Worse, the field is rife with outright charlatans who are not being called into accountability, which means, ultimately, there is an unbelievably gullible audience for these parasites to feed on.

Lastly, there are no leaders, no one who commands across-the-board respect, only egos, and the turf wars that go with them.

In that audience, Ego is King.

(Except for the first bullet above, it sounds a little like an election year.)

The one aspect that frustrated me the most was the lack of what I would call a “spiritual” element. It was rare to find individuals — even those who were witnesses or felt they were “experiencers” — who considered the phenomenon in relationship to their own lives. What did it mean to them? Why did this happen to them?

This failure to attempt to understand the phenomenon on a personal or holistic level pointed at the lack of a real desire to understand it.

The behavior I saw in the community was a number of sub-groups chasing the latest thing to get excited about. They find it, embrace it for a while, wring what pleasure or joy there was to be had from it, and when every last drop of entertainment value had been bled from it they would discard it in disgust and dash madly after the next big thing.

A Question from the Peanut Gallery

Having said all this, a fair question is why the hell did I work with it at all?

One part of the answer is that it took some time for me to see how bad the community really was. The other side of it is that I am convinced there there is a genuine phenomenon to be understood.

Further, I feel strongly that, once understood, the phenomenon will tell us more about what we are, in relationship to the greater consciousness of our existence.

Put yourself in my shoes. Wouldn’t you want to give it a shot?

There are some groups, such as NARCAP (the National Aviation Reporting Center on Anomalous Phenomena), which work as far away from the UFO community as humanly possible to try to pin the phenomenon down and wrestle some answers out of it.

Which, in my opinion, will be where any real answers happen — as far away from the UFO community as humanly possible. That, or to move the subject into the mainstream, where the “woo woo” crowd and the parasites that feed on them would have to find some other marginalized topic to lose themselves in.

A criticism? No, more of a lament, really. The people who would hear it, such as the hosts of The Paracast, are fighting the good fight against this insanity, and holding the feet to the fire of those whose lack of credibility becomes apparent. (For those who would like an objective take on The Paracast, try this one by The Amateur Scientist.)

Beyond these folks, there are damned few in the field that really care about the integrity of it.
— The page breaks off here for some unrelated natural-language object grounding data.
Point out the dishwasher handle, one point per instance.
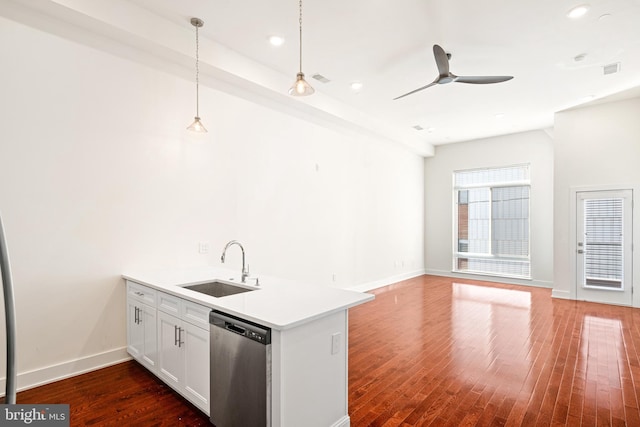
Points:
(242, 327)
(235, 328)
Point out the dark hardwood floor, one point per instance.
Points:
(433, 351)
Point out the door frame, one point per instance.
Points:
(573, 260)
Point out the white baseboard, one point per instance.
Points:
(561, 294)
(342, 422)
(49, 374)
(486, 278)
(364, 287)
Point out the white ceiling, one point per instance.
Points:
(387, 45)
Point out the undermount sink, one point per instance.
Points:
(218, 289)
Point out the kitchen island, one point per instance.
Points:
(309, 342)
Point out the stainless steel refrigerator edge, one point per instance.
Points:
(10, 316)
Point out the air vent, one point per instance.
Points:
(321, 78)
(611, 68)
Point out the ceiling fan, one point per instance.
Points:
(446, 76)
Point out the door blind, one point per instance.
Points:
(603, 235)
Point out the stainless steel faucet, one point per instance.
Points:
(245, 269)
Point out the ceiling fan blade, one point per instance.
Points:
(441, 60)
(482, 79)
(417, 90)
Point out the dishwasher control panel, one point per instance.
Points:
(243, 327)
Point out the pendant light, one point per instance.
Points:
(301, 87)
(197, 125)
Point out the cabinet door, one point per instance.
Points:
(149, 325)
(135, 331)
(196, 363)
(170, 364)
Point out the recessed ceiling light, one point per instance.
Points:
(580, 57)
(276, 40)
(578, 11)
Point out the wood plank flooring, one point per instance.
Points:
(433, 351)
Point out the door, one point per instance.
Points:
(135, 331)
(170, 341)
(196, 365)
(604, 246)
(150, 351)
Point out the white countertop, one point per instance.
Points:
(277, 303)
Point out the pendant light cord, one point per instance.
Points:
(197, 73)
(300, 21)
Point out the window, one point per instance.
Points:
(492, 221)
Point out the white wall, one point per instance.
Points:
(98, 175)
(534, 148)
(595, 146)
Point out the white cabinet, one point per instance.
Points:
(141, 325)
(183, 343)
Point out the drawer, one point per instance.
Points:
(195, 314)
(169, 303)
(141, 293)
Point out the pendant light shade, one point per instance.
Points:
(197, 125)
(300, 87)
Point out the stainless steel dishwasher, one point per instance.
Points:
(240, 372)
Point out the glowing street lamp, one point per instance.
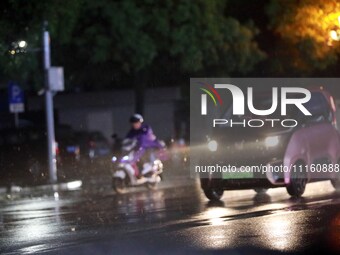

The folks who the continue thankless task of fighting the good fight in that arena are few and far between, and I tend to feel that no matter how many battles they win, the greater war will be lost.

The Light is Better

Writers write, and I couldn’t stay away from blogging.

I have started over in building an audience, this time in the Personal Development/ alternate spirituality area.

(I hesitate to use the phrase “New Age,” and this would be an easy categorization, but a part of this is another marginalized crowd like the one I just left.)

(C’mon. Just admit it.)

My early impression of this audience is that it is a much higher calibre crowd. (And, no, I’m not brown-nosing.) The concept of looking at our lives in the context of our spirituality is not only welcome here, but to some extent familiar territory.

And talking about gratitude isn’t met with the online equivalent of a blank stare.

And the opportunities to work with other people toward a mutually beneficial end?

Oh. My. God.

I joke about being a curmudgeon, but I am a reforming curmudgeon, someone who is beginning to listen to his heart and actually consider that not only there is hope for this world, but that I might be able to help encourage that hope.

This is the arena to do just that, among people who want to do the same, and with an audience that appreciates it.

There is a Persian folk character named Nasruddin, around whom was written dozens of stories. One story that you’ve probably heard a version of is this: one day Nasruddin is crouching on all fours under a street lamp, looking for something. His friends comes across him and one of them says, “Nasruddin! What are you looking for?”

“I lost the key to my cellar,” he says.

So they start helping him look and come up with nothing. Finally one of them asks: “Are you sure you lost it here?”

Nasruddin replies, “No, actually I lost it somewhere in the house.”

“So why were you looking out here?!”

Naturally, Nasruddin answers: “Because there’s better light here.”

This is why I’m here, too. The light is better.